KNOXVILLE — The traditional sugar plantation has been all but erased from the Louisiana landscape it once dominated, a victim of a new management model and changing economic conditions, a University of Tennessee geography professor said in his new book.
Dr. John Rehder documents the radical transformation of Louisiana’s traditional sugar-growing region in “Delta Sugar,” just published by Johns Hopkins University Press.
“The introduction of the farmerless farm coupled with changes in federal policy toward sugar production have doomed the historic plantation,” Rehder said. “Much of the terrain is still devoted to sugar cane production, but the plantation structure that dates back to the middle of the 18th century is largely a thing of the past.”
In 1969, Louisiana had 1,687 sugar-producing farms, 202 of which were classic plantations. In 1993, the number of farms had dropped to 690 and the number of plantations was down to 82. Sugar mills fell from 44 to 19. Paradoxically, the acreage planted in sugar cane rose over the same period, he said.

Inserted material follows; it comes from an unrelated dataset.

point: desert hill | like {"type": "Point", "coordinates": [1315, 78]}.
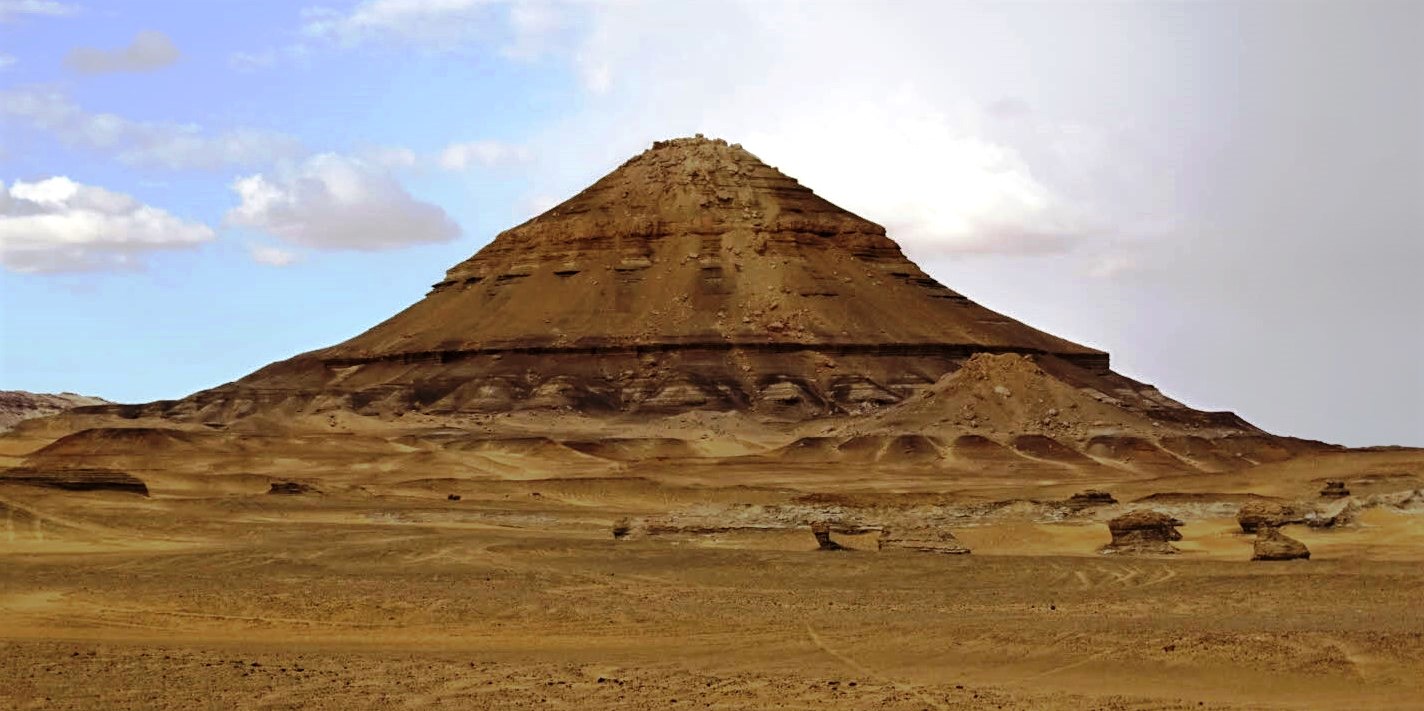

Rehder, who earned his Ph.D. from Louisiana State University with a dissertation on the landscape of the state’s sugar-producing regions, revisited the plantations he had studied as a graduate student in the 1960s. He found that only one of the six plantations he had analyzed in depth remained intact; three others were in ruins and two had disappeared completely.
“Archaeologists were digging sites that I had analyzed as intact plantations just 20 years before,” he said.
The disappearance of the plantation landscape began in the 1970s, when a California agribusiness model was brought to Louisana by agricultural entrepreneurs. Though the new corporate model had failed by the 1990s, the changes in the landscape are permanent, Rehder said.